I just had to write a shim to ingest a 1999 COBOL copybook into our placement pipeline, complete with packed decimal dates. Curious if anyone else in 2025 is still mapping EBCDIC to UTF-8 in production, or did I win this round of collections tech archaeology?
Oldest I still parse is ISO 2709 MARC21 from 80s tape images — MARC-8/EACC to UTF‑8 is a regular chore, but not COBOL-level pain. I use yaz-marcdump/yaz-iconv to transcode and fix dodgy leader lengths, then normalize diacritics — like dusting a fossil without snapping it; YAZ - Index Data. You still seeing packed dates in prod, @OP?
I still feed a late‑80s VSAM export; one hard‑won tip: don’t run iconv over the whole record — use the copybook to transcode only PIC X fields to UTF‑8 and leave COMP‑3 untouched, or you’ll shred the “packed decimal” dates. If the text looks off, sanity‑check the CCSID; lots of shops quietly flipped from CP037 to 1140 and the brace/pipe chars will rat you out. Which code page did you land on?
I’ve got a dBase III/IV pipeline still chewing on CP437 DBF + DBT memos from the late 80s — — and the memo pointer rebuilds are somehow worse than your “packed decimal dates”. @wflores is right about field‑scoped transcoding; one trick that’s saved me on COBOL is a fast nibble check on COMP‑3 before any UTF‑8 step and rejecting records where the sign nibble isn’t C/D/F. Do you coerce bad packed dates to null or hard‑fail the ingest?

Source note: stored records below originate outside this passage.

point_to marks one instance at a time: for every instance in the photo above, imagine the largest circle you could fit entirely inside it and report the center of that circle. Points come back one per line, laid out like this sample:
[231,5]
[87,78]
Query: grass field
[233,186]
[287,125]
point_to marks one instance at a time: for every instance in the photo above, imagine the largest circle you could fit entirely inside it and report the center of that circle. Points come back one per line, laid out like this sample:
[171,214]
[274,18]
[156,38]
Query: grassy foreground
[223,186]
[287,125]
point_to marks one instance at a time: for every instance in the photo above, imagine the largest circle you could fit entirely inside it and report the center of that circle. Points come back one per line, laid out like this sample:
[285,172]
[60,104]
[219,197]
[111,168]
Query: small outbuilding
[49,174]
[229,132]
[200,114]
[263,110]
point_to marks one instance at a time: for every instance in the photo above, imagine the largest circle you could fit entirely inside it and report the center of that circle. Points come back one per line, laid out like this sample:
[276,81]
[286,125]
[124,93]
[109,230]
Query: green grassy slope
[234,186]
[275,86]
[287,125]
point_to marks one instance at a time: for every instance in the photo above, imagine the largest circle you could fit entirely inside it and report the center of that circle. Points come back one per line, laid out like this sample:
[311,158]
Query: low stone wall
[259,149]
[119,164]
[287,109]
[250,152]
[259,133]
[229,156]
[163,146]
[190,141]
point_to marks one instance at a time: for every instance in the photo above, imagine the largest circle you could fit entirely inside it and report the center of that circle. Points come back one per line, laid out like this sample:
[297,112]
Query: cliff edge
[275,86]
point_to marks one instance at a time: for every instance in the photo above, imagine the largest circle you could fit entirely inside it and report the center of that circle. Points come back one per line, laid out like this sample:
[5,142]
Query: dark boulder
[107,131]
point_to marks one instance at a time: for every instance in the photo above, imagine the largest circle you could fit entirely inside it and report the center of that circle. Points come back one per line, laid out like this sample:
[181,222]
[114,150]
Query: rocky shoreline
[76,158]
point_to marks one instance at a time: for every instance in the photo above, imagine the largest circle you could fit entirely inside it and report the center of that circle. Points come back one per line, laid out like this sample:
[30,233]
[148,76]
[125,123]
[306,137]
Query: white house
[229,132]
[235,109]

Not COBOL, but I still chew through Lotus 1‑2‑3.WK1 donor sheets; ssconvert (Gnumeric) plus CP850→UTF‑8 gets me 90% there, and I remap their serial dates to 1899‑12‑30 to dodge off‑by‑1 headaches. If you’re staying in the ‘EBCDIC to UTF‑8’ world, cb2xml gives clean field maps from a 1999 copybook so you can verify record lengths before anything hits the placement pipeline: https://github.com/cedar-software/cb2xml.
Binary MARC21 (ISO 2709) still lands here; I sanity-check the leader/base address and directory (12-byte entries) first, then do MARC-8 to UTF-8 via pymarc marc8_to_unicode (https://pymarc.readthedocs.io/) so diacritics survive. Caveat: if 0x1E field or 0x1D record terminators are missing or the directory doesn’t line up, it goes to quarantine instead of a best-effort parse. Curious if anyone else still sees ‘MARC-8’ in the wild, because I feel like I’m hoarding diacritics like floppies.
SGML EAD 1.0 is my oldest: I still run OpenSP’s onsgmls + sx to coax it into XML, making sure the catalog and SDATA entities are in place or it’s like convincing a cat to take a bath (OpenSP). If the DTDs are gone I drop in a local catalog; anyone else still wrangling TEI P3?